In this project we will design a Java framework for high performance computing (HPC) on PC clusters (Beowulf clusters). We will be using a new lottery-based job-stealing algorithm for efficient scheduling of large-scale multithreaded computations on PC clusters. In the proposed algorithm, idle processors actively search out new jobs rather than wait for jobs to be assigned. In the lottery game, each processor is equipped with a set of tickets and the number of tickets is proportional to the age of the oldest thread in the ready pool of the processor. A winning ticket is drawn at random and the processor with the winning ticket becomes the victim from which the idle processor steals jobs. The proposed selection procedure serves two purpose. First, we try to lower communication costs by stealing a large amount of jobs by a lottery-based job-stealing algorithm, with the logic behind it being that old-aged computations are likely to spawn more jobs than relatively young computations. Second, we would like to bias the search to obtain favorable results while at the same time avoiding system bottlenecks. Our approach will be implemented and tested on the Beowulf architecture running under Windows/NT OS.

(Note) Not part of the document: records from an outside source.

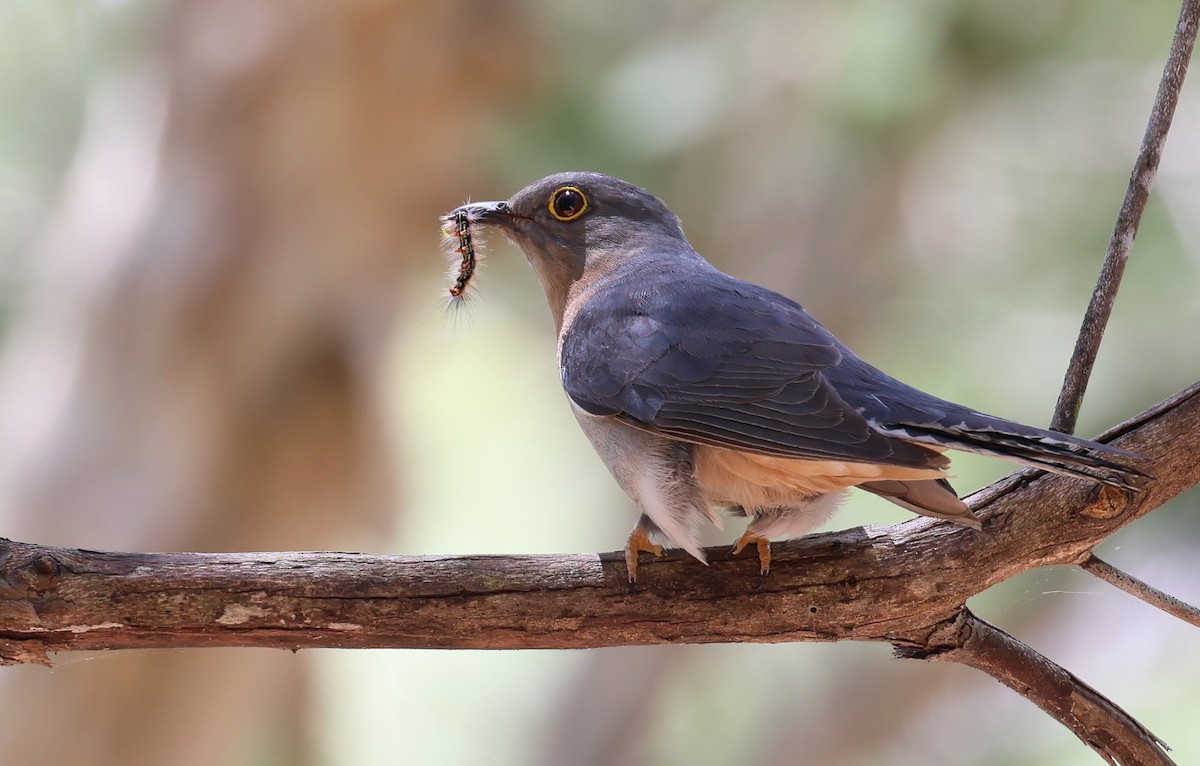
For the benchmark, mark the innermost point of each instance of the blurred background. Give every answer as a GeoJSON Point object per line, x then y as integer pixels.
{"type": "Point", "coordinates": [223, 328]}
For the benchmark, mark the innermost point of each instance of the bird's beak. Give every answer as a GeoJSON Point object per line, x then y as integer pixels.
{"type": "Point", "coordinates": [485, 213]}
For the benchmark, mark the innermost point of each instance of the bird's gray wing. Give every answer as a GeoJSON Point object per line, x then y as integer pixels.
{"type": "Point", "coordinates": [715, 360]}
{"type": "Point", "coordinates": [910, 413]}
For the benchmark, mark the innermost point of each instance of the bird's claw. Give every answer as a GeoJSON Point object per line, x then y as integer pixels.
{"type": "Point", "coordinates": [763, 546]}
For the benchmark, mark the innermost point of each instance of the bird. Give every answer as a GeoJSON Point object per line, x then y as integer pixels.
{"type": "Point", "coordinates": [708, 396]}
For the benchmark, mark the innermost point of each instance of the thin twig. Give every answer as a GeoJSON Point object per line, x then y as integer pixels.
{"type": "Point", "coordinates": [1143, 178]}
{"type": "Point", "coordinates": [1135, 587]}
{"type": "Point", "coordinates": [1108, 729]}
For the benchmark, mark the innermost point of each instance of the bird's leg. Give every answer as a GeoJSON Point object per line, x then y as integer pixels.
{"type": "Point", "coordinates": [761, 543]}
{"type": "Point", "coordinates": [640, 540]}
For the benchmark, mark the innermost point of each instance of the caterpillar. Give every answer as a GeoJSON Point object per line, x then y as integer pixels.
{"type": "Point", "coordinates": [457, 237]}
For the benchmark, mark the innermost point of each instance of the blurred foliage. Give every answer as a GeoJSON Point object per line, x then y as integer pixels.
{"type": "Point", "coordinates": [935, 180]}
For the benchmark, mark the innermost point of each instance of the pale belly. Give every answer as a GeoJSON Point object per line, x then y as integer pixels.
{"type": "Point", "coordinates": [750, 480]}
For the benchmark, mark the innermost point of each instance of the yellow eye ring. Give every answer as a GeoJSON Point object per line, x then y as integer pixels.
{"type": "Point", "coordinates": [568, 203]}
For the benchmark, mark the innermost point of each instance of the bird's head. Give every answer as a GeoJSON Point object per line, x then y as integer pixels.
{"type": "Point", "coordinates": [577, 227]}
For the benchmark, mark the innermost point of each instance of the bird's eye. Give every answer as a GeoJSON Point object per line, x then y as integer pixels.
{"type": "Point", "coordinates": [568, 203]}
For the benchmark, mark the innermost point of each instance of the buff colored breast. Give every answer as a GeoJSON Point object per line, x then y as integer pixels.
{"type": "Point", "coordinates": [754, 480]}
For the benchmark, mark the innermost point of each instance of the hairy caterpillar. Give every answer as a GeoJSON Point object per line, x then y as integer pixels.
{"type": "Point", "coordinates": [457, 237]}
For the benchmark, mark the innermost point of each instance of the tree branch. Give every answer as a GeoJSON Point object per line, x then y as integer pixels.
{"type": "Point", "coordinates": [1145, 168]}
{"type": "Point", "coordinates": [1144, 591]}
{"type": "Point", "coordinates": [1095, 719]}
{"type": "Point", "coordinates": [903, 585]}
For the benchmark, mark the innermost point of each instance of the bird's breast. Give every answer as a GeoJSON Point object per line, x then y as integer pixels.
{"type": "Point", "coordinates": [753, 480]}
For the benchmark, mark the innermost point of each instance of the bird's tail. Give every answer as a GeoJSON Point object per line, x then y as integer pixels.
{"type": "Point", "coordinates": [976, 432]}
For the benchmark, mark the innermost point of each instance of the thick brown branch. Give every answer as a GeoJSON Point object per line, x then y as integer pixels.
{"type": "Point", "coordinates": [1079, 370]}
{"type": "Point", "coordinates": [1095, 719]}
{"type": "Point", "coordinates": [895, 584]}
{"type": "Point", "coordinates": [1146, 592]}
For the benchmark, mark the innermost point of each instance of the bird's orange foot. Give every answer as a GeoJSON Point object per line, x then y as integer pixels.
{"type": "Point", "coordinates": [763, 546]}
{"type": "Point", "coordinates": [637, 543]}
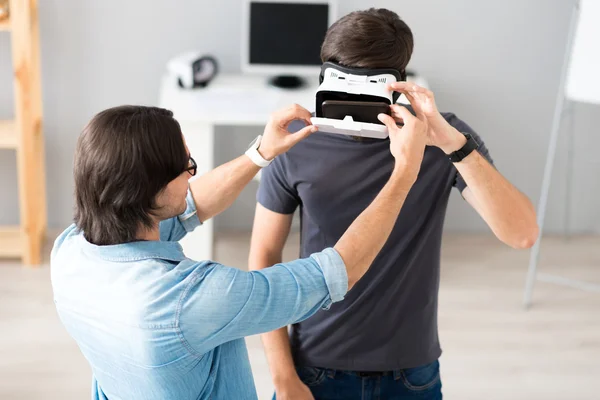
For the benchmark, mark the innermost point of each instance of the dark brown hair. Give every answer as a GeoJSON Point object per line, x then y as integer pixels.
{"type": "Point", "coordinates": [125, 156]}
{"type": "Point", "coordinates": [373, 38]}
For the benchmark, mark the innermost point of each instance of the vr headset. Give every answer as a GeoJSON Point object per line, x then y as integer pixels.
{"type": "Point", "coordinates": [349, 99]}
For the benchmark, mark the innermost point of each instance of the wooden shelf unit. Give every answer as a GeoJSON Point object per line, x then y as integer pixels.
{"type": "Point", "coordinates": [23, 133]}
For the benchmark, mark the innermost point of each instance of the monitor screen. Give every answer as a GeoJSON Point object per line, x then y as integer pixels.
{"type": "Point", "coordinates": [287, 33]}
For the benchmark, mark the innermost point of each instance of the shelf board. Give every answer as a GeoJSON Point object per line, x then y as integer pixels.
{"type": "Point", "coordinates": [8, 134]}
{"type": "Point", "coordinates": [5, 25]}
{"type": "Point", "coordinates": [11, 244]}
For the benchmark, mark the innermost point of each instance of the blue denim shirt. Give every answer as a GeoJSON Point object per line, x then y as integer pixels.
{"type": "Point", "coordinates": [154, 324]}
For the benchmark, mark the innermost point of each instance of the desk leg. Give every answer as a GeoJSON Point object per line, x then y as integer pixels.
{"type": "Point", "coordinates": [198, 245]}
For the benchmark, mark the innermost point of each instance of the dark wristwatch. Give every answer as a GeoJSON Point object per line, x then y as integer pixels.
{"type": "Point", "coordinates": [464, 151]}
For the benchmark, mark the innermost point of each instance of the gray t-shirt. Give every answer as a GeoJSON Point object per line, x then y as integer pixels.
{"type": "Point", "coordinates": [389, 319]}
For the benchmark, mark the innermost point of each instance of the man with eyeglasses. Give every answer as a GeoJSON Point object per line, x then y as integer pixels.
{"type": "Point", "coordinates": [154, 324]}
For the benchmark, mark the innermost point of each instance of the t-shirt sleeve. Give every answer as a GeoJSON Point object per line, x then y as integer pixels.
{"type": "Point", "coordinates": [275, 191]}
{"type": "Point", "coordinates": [463, 127]}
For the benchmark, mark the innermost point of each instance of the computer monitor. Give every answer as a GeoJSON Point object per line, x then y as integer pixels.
{"type": "Point", "coordinates": [283, 38]}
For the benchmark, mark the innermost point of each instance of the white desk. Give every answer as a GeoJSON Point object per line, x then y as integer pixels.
{"type": "Point", "coordinates": [238, 100]}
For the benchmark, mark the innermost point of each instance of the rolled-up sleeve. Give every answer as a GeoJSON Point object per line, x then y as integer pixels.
{"type": "Point", "coordinates": [335, 274]}
{"type": "Point", "coordinates": [222, 304]}
{"type": "Point", "coordinates": [174, 229]}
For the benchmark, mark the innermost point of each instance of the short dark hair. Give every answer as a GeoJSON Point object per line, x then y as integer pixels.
{"type": "Point", "coordinates": [125, 156]}
{"type": "Point", "coordinates": [373, 38]}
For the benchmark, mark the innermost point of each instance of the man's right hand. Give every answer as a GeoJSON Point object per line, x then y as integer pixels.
{"type": "Point", "coordinates": [293, 390]}
{"type": "Point", "coordinates": [407, 143]}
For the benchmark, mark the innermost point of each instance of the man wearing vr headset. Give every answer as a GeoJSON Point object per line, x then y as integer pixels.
{"type": "Point", "coordinates": [382, 340]}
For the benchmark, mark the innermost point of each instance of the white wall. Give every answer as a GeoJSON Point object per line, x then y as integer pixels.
{"type": "Point", "coordinates": [496, 64]}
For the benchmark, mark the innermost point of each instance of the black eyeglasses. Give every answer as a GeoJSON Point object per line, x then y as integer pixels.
{"type": "Point", "coordinates": [193, 168]}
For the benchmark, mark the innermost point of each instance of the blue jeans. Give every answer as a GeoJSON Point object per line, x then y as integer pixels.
{"type": "Point", "coordinates": [413, 383]}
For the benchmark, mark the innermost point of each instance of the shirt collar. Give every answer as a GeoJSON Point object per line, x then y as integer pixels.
{"type": "Point", "coordinates": [135, 251]}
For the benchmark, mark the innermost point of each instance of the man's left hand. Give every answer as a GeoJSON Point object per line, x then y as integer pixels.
{"type": "Point", "coordinates": [440, 133]}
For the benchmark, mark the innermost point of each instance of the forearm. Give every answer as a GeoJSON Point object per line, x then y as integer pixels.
{"type": "Point", "coordinates": [364, 239]}
{"type": "Point", "coordinates": [507, 211]}
{"type": "Point", "coordinates": [216, 190]}
{"type": "Point", "coordinates": [276, 343]}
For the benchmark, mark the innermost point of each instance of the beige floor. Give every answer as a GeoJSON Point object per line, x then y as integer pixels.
{"type": "Point", "coordinates": [493, 349]}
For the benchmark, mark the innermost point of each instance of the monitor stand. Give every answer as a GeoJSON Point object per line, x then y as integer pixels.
{"type": "Point", "coordinates": [287, 81]}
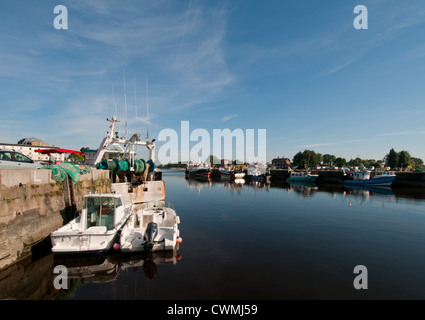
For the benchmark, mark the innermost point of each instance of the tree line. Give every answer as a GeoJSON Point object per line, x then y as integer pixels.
{"type": "Point", "coordinates": [393, 159]}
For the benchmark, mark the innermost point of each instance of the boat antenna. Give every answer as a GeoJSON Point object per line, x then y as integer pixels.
{"type": "Point", "coordinates": [113, 101]}
{"type": "Point", "coordinates": [135, 104]}
{"type": "Point", "coordinates": [147, 108]}
{"type": "Point", "coordinates": [125, 102]}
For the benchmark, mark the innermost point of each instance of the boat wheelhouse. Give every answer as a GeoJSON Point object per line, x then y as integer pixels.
{"type": "Point", "coordinates": [96, 229]}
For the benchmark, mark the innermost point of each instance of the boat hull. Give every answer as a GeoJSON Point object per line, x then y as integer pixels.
{"type": "Point", "coordinates": [385, 181]}
{"type": "Point", "coordinates": [84, 242]}
{"type": "Point", "coordinates": [304, 179]}
{"type": "Point", "coordinates": [133, 238]}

Another objective of this research is to establish whether the proposed lottery-based job-stealing algorithm is efficient across the board, or whether more efficient job-scheduling algorithms exist for scheduling across a small number of processors, as it is often the case with the Beowulf cluster. This will be achieved by implementing both the lottery-based job-stealing algorithm and a centralized job-scheduling algorithm (with and without load balancing). A centralized algorithm is chosen because it exhibits far less communication overhead during scheduling than does the lottery-based job-stealing algorithm. The centralized algorithm directs participating processors to a single controller processor to collect jobs. The lottery-based job-stealing algorithm requires participating processors to query each other to solicit jobs. This practice can often result in inefficiency where a processor wanting jobs contacts another processor without available jobs, requiring the process to be repeated until a job is located.

Finally, as part of the design and implementation of the Java runtime system for HPC we will explore different client-server design alternatives and concurrent design patterns. The performance and correctness of the server programs is of crucial importance to the success of many network applications. We set out to explore and experimentally contrast and compare different client-server design alternatives implemented in the Java programming language. Today, many new technologies, like the Java Virtual Machine (JVM), have matured. In JVM, for example, the time required to spawn a new thread or to obtain an object’s lock in most implementations is negligible. The use of multiprocessors is a norm. Mapping of threads to processors has been optimized tremendously. As a result, designs that have been impossible until recently have become viable propositions.